The Southern Charms project had a ‘shaky’ start in Chile. The workshops were very popular and produced wonderful new forms of power jewellery, but the recent tragedy of the earthquake was a dominant theme.
The Valparaiso ‘clinic’ attracted around 100 participants, thanks to the good work of Professor Patty Gunther, who has been leading innovative programs in social design at the Universidad de Valparaiso. With such a number, I was very grateful for the assistance of local jewellers Omar Luengo and Nicholás Hernández.
Our task was to identify problems that required something more than a simple practical solution to be resolved, and then to design objects that might fill that void. Patty had provided boxes of the fragments left after the earthquake had destroyed so many precious things. How to turn this destruction into beautiful jewellery was a subtext of this workshop.
The workshop addressed this with great gusto and overnight amazingly well-formulated objects emerged. As usual with Valparaiso, the tenor was idealistic: broad problems were identified such as loneliness and environmental change. The results tended to take the form of objects that could be broken up, with the parts distributed to people who would then have a point of contact with each other. One of the pieces responding to the threat of tsunami used the Mapuche myth of the sea serpent tren tren to great effect.

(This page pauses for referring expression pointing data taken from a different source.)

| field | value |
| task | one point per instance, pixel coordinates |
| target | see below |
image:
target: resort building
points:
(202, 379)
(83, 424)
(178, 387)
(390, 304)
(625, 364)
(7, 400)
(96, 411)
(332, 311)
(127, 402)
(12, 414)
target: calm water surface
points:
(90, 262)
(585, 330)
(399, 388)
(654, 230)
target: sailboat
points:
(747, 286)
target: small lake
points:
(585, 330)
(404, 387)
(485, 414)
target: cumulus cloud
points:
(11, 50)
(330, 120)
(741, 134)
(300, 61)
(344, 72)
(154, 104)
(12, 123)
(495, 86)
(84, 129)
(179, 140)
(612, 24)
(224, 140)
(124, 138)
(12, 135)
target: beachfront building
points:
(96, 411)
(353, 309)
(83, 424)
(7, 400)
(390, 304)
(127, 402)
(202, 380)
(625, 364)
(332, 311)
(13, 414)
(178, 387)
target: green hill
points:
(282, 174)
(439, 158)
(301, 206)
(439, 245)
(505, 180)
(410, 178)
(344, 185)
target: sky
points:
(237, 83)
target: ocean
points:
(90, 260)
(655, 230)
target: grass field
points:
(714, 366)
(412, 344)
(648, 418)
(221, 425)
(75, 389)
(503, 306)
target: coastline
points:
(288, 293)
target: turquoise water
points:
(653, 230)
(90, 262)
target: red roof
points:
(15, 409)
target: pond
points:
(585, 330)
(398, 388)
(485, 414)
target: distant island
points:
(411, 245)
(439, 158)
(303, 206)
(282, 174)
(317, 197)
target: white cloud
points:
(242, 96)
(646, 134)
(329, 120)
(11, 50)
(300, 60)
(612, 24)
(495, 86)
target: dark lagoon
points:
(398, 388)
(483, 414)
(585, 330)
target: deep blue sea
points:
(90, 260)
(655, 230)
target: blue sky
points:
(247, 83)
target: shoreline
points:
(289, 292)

The Santiago ‘escuela de encanto’ was more specialised in jewellery. The workshop was organised by local jewellers Francisco Ceppi and Valentina Rosenthal and took place at the Museo Bellas Artes, the august national art gallery. Participants included 34 of the city’s top jewellers. Their problems were more concrete than those at Valparaiso, including the job interview, school examination, chemotherapy and overseas student exchange. Earthquake related problems included the emergency bag kept by the door and protection for the house. Over two intense days, groups developed designs for objects to help us cope with these challenges. The charm for examination was based on the tradition of the torpedo, where students insert a scroll of formulae into their pens to help get the right answers – though in this case the paper contained messages of encouragement. The charm for chemotherapy used the very plastic tubing that makes this procedure so uncomfortable, transforming this into a colourful bracelet form. What worked particularly well were the performances, where groups enacted the power of their objects.We all learned a great deal from these workshops. We learned how important it was to have a tradition on which to build – something that provides ‘roots’ for the object. And the performances revealed the choreography of giving that helps charge the object with its ‘power’.
The seed has been sown. We’ll see what results from this when the Southern Charms exhibition arises next year, hopefully now touring back to Chile. The present challenge is to extend the Latin American component to include Bolivia, with its global voice on climate change. But more immediately we have the workshops looming in Sydney and Melbourne. The focus on earthquake in Chile could have an interesting echo with the issue of bushfires in Victoria. Both challenges demand more than just technological responses, they require contexts in which people can come together, rather than fend for themselves.